Peter Pettigrew jumped up and let out a squeak of surprise, hastily rolling down his shirtsleeve. Even in the moonlight, she could see that his eyes were puffy and raw.
He squirmed. “W…Willa. Sorry…I was just…I needed some air so I…”
“It’s ok. No need to explain,” she said kindly, feeling an unexpected surge of pity for him. “I needed a break from the party, too.”
He tried to smile, but winced and clutched his arm again.
“What’s wrong with your arm?” she asked. “Are you hurt?”
“No, I’m fine, just leave it.”
“Clearly you’re not. C’mon, let’s have a look at it. I’m good at healing.”
Before he could pull away, she quickly took hold of his wrist and lifted his sleeve. At first, she was puzzled to see what looked like a bizarre tattoo—the swelling and rawness of his skin suggested it was recently applied and very painful. Then it dawned on her: the ink depicted a screaming skull with a black serpent writhing out like a grotesque tongue. It was the Dark Mark.
Her eyes widened in shock. “You?”
He ripped his arm out of her grip and stumbled back. Before she could react, he whipped out his wand and pointed it at her.
“Your sister’s part of the Order. Who else is in it?” he demanded shakily.
“I…I have no idea what you’re talking about…”
“You lying b…bitch!” he stuttered, the tremor in his voice worsening. “I just overheard you and Lily talking about them. Tell me who they are or I’ll…I’ll…”
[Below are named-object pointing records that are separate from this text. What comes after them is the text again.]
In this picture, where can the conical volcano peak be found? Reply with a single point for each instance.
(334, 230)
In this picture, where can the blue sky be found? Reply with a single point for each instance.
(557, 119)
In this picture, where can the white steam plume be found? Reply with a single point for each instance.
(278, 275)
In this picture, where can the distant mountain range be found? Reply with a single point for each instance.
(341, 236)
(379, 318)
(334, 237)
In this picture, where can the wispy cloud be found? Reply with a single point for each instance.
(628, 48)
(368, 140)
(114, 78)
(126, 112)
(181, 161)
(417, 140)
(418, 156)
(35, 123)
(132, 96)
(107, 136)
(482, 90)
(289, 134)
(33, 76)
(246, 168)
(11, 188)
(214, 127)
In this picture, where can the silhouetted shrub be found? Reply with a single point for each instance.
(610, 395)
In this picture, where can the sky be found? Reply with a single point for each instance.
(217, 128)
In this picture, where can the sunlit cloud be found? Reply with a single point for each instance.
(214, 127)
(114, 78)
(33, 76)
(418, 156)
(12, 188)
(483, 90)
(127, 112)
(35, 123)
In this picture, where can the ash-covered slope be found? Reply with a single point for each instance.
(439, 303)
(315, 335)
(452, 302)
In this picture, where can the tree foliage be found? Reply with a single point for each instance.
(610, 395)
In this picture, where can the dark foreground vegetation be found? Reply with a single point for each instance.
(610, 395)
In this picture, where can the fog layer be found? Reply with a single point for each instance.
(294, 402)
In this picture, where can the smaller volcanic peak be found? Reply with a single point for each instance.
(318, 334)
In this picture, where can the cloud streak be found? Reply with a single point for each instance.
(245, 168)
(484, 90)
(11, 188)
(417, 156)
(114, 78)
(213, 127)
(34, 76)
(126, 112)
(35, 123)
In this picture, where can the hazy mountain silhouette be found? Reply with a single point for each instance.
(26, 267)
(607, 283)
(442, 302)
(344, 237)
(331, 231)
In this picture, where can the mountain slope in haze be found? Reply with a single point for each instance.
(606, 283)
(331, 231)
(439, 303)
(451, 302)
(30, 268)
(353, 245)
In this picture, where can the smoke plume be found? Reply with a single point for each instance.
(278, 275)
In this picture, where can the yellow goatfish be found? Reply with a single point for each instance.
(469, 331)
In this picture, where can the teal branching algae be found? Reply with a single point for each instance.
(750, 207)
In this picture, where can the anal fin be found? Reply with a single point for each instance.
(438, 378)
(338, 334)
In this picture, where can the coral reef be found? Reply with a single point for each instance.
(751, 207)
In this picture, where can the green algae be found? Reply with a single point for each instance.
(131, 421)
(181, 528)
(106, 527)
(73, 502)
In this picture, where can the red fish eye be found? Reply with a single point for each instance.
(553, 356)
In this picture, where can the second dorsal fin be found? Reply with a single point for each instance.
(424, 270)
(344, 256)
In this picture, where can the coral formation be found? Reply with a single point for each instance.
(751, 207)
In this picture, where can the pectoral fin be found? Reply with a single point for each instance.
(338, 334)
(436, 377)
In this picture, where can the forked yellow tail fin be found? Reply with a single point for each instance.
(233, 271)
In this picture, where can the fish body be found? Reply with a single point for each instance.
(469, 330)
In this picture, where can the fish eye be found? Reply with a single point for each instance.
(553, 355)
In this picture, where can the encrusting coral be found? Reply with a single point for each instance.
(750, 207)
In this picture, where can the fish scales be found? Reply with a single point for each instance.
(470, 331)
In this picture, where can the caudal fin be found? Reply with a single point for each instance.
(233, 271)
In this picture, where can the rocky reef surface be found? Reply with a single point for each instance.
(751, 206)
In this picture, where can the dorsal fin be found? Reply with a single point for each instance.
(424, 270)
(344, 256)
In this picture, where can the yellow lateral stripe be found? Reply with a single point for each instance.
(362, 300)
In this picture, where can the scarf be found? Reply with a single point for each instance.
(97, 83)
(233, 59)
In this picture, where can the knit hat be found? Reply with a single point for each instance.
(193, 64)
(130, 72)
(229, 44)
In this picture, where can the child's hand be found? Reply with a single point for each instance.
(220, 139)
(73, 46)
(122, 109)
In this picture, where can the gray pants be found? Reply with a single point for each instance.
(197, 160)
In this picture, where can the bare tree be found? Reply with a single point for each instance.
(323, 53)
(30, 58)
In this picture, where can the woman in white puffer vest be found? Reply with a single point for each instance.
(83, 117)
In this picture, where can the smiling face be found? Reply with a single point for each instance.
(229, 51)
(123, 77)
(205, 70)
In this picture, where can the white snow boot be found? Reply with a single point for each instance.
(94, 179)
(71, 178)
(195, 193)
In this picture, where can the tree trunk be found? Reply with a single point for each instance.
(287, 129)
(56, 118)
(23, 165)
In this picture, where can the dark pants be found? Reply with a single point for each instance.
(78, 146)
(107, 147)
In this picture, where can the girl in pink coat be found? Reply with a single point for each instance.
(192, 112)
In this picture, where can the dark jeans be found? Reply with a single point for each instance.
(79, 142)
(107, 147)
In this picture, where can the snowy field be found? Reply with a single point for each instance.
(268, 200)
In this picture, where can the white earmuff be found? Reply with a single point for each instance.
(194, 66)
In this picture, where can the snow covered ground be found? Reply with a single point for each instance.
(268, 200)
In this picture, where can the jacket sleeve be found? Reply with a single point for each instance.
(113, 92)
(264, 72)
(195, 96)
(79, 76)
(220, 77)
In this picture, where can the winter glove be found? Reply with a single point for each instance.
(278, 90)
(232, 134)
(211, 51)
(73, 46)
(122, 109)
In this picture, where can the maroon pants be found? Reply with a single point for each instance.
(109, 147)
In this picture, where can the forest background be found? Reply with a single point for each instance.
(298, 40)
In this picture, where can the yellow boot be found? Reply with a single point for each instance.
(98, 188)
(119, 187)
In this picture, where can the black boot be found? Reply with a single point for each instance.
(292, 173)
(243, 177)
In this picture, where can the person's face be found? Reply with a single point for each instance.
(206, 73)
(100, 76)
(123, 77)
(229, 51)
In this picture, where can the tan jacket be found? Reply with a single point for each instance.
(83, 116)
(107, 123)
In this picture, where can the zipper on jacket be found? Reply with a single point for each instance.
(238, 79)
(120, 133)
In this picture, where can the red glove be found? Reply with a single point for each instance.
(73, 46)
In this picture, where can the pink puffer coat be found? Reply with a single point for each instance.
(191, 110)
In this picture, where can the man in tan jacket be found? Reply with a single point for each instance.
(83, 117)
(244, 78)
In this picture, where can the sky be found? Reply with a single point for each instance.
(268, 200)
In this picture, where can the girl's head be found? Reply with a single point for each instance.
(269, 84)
Willa backed away with her palms facing him. “It’s ok, Pete, there’s no need to get worked up. You want to answers? Let’s talk.”
She tried to remain outwardly calm while she racked her brain for what to do next. Then her foot found the bottle of Ogden’s Old sitting in the sand. Slowly, she picked it up, uncorked the bottle, and filled the two glasses Lily had left behind. Peter watched her skeptically.
“Here, take this. You look like you could use it.” Ignoring the fact that he still had her at wandpoint, she pressed the cup of firewhiskey into his open hand.
“I’ll tell you everything I know,” she assured him. “But first—in the spirit of the occasion that brought us here tonight— I’d like to propose a toast.”
She was standing so close that she could count the beads of sweat that kept forming on his forehead despite the cold Atlantic air. Her proximity seemed to have an odd effect on him; he tensed his jaw and swallowed nervously, but there was something of a repressed desire in the way his eyes flitted across her face. She knew then that this was how it was all going to end, yet she felt oddly serene holding her final drink of the evening while her other hand slowly slid into the hidden pocket of her dress, searching for the smooth, thin shape of her wand.
“What are we toasting to?” he asked hoarsely, not yet aware of her planned betrayal.
She raised her glass. “To us losers.”